Mr Hill spoke about concerns and frustrations experienced by commuters on Northern services through Hartlepool after meeting with Mike Patterson the regional head of the firm.
He also told of the operator’s plans to completely redesign Hartlepool Railway Station and add more Grand Central services to London.
He said: “Naturally given the redevelopment of Church Street I urged Mr Patterson to key in with the council as he assured me that there are plans to completely redesign it as a hub, plus I discussed barriers to the usage of the bus depot as a transport hub for buses.”
Mr Hill stressed the need for greater investment in the network and for 25-year-old carriages to be upgraded to improve the service passengers receive.
He said: “I was told it’s a Department For Transport Decision and nothing to do with the franchisee who would love the go ahead for new stock.
“The people of Hartlepool and the North East as a whole deserve a damn site better than this and it just goes to show how much the Government is neglecting our transport infrastructure.”
He also disagreed with Mr Patterson who said the company runs four-carriage services at peak times.
Mr Hill said he had only seen two carriage trains.
Mr Hill added: “Don’t get me wrong the meeting was positive.
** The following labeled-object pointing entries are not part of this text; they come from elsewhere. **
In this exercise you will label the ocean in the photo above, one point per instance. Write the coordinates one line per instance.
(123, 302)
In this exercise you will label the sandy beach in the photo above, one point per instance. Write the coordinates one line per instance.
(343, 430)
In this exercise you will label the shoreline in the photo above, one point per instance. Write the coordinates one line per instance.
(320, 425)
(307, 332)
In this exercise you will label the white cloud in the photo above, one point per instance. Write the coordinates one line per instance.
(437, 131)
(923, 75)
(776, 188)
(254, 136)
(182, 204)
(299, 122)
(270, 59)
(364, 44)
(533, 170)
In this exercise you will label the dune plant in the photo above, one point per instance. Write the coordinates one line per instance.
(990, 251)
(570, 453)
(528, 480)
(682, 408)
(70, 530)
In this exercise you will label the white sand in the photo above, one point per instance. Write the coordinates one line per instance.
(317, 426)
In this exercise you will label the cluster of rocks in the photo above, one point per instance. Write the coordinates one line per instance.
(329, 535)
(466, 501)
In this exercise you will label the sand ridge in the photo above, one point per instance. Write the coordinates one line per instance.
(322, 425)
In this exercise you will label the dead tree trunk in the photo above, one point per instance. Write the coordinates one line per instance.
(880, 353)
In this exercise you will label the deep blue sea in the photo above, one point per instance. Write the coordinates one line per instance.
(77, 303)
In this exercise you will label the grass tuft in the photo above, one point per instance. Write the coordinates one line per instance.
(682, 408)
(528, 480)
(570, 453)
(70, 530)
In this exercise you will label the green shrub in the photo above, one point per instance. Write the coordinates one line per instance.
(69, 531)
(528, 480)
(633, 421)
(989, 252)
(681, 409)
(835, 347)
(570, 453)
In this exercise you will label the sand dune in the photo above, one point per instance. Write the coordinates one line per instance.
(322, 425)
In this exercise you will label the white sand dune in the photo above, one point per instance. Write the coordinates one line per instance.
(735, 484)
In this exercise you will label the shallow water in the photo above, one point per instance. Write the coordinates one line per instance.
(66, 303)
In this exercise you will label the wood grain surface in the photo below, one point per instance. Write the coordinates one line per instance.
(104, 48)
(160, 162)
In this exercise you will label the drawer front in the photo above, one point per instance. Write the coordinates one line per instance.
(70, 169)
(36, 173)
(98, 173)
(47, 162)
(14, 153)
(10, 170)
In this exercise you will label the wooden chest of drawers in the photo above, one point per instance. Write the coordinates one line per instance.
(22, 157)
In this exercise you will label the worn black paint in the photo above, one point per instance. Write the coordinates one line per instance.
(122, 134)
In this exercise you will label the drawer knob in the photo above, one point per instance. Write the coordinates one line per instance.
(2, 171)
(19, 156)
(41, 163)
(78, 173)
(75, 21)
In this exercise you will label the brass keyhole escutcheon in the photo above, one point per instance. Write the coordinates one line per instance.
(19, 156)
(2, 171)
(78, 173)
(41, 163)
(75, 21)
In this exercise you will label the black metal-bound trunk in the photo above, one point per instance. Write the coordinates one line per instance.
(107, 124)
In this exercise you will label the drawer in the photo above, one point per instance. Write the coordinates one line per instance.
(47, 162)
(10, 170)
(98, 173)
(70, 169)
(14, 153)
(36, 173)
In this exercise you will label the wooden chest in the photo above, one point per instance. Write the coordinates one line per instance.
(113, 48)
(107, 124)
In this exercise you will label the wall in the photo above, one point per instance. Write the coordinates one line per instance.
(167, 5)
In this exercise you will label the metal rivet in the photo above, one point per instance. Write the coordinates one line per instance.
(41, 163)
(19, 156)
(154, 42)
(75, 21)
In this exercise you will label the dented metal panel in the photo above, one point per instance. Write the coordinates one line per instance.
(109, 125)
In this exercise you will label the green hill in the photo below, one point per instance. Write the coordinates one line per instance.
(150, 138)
Grand Central Railways have very welcome and ambitious plans to increase frequency of services to London and I am fully behind them.
“There are plans too to increase the frequency of trains to Newcastle and Middlesbrough, which in the face of a sluggish once an hour off peak service has to be a good thing.
“We have a lot going for us in Hartlepool but even the director agrees with me we need a hell of a lot more investment to even make a jot of difference.”
Mr Hill met with the Northern chief on the eve of yesterday’s RMT rail strike over passenger safety related to Northern plans to run driver-only services.
Mr Hill said: “With so many unlit and unstaffed stations along the Durham East Coast Line I got the impression that guard free or conductor free trains might be a way off for us, but I believe whole heartedly that those jobs remain vital across the network for a whole range of reasons including security and accessibility.”
He said he remains to be convinced that new gate staff at stations and travel safety officers will not undermine the role of the traditional guards and conductors.